Community Collaboration:
The essence of open source projects is community collaboration. By open-sourcing our code, we invite developers from around the world to contribute their expertise, ideas, and enhancements. This collective effort accelerates development, resolves bugs, and introduces innovative features.
Knowledge Sharing:
Openly sharing code promotes knowledge exchange. Developers can gain insights into integration strategies, API interactions, and best practices by studying our codebase. This educational facet of open source benefits both seasoned developers and those looking to enhance their skills.
Flexibility and Customization:
Open source code empowers users to tailor the integration to their specific needs. They can modify the codebase to seamlessly integrate with their unique set of applications and services, thus ensuring the solution aligns precisely with their requirements.
Cost-Efficiency:
Open source code can dramatically reduce development costs. Leveraging existing open source libraries, frameworks, and components expedites development while keeping expenses in check. This cost-effectiveness is particularly valuable for projects operating within limited budgets.
Long-Term Sustainability:
Open source code offers the promise of long-term sustainability. Even if the original development team evolves or disbands, the open source community can continue to maintain and enhance the codebase. This guarantees the integration remains viable and up-to-date.
Licensing and Legal Compliance:
When sharing code as open source, selecting an appropriate open source license is crucial. This license clarifies how the code can be used, modified, and distributed, ensuring legal compliance while safeguarding intellectual property rights.

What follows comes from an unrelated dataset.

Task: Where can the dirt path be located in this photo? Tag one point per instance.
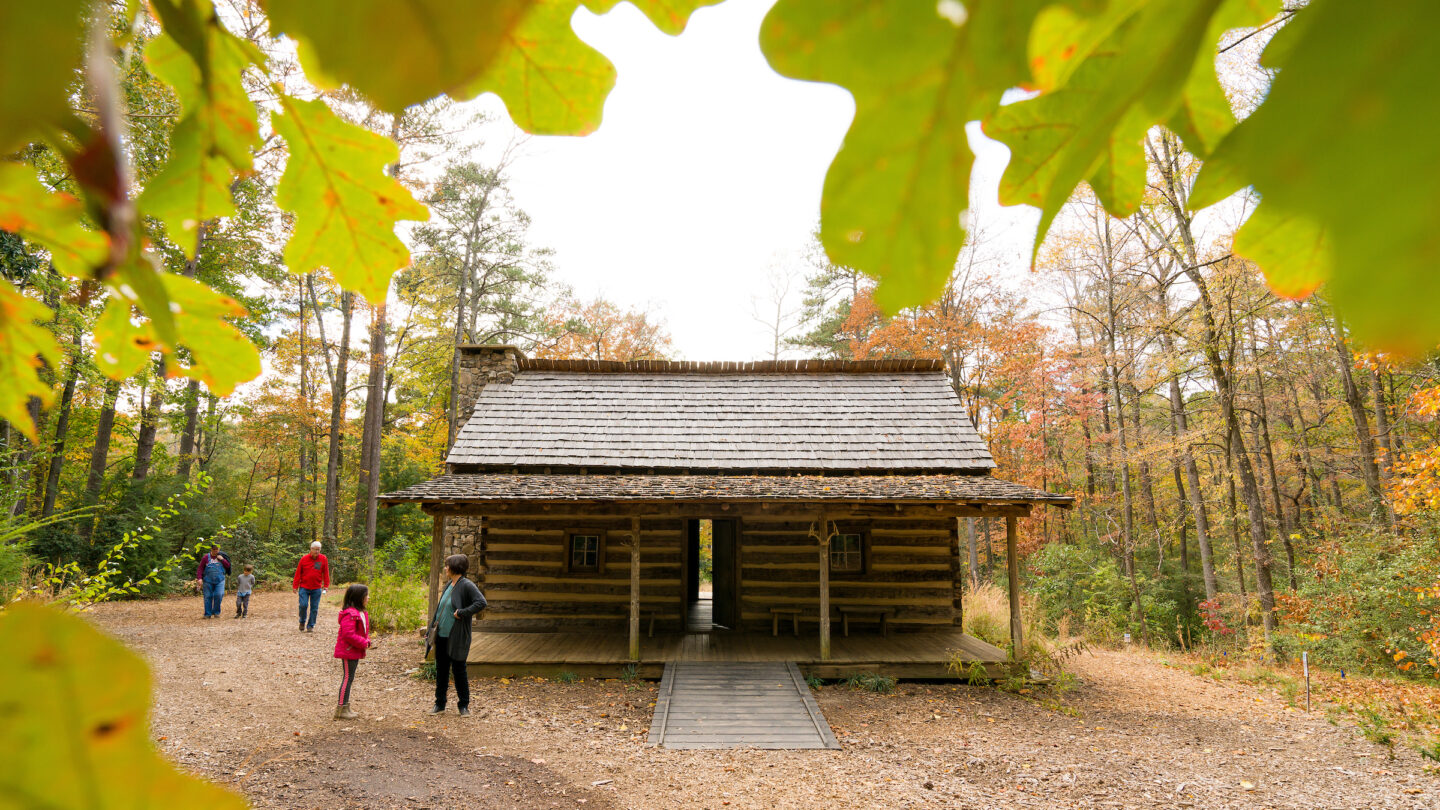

In conclusion, embracing open source code as a fundamental aspect of our integration project with the Exodus platform aligns seamlessly with our commitment to transparency, collaboration, and innovation. By doing so, we not only elevate the quality and sustainability of our integration but also contribute significantly to the broader developer community. This fosters a culture of shared knowledge and progress. Open source code stands as a cornerstone of our project’s success, with a positive impact extending throughout the technology landscape.
License
This project is licensed under the Project License. For more details, check the license file.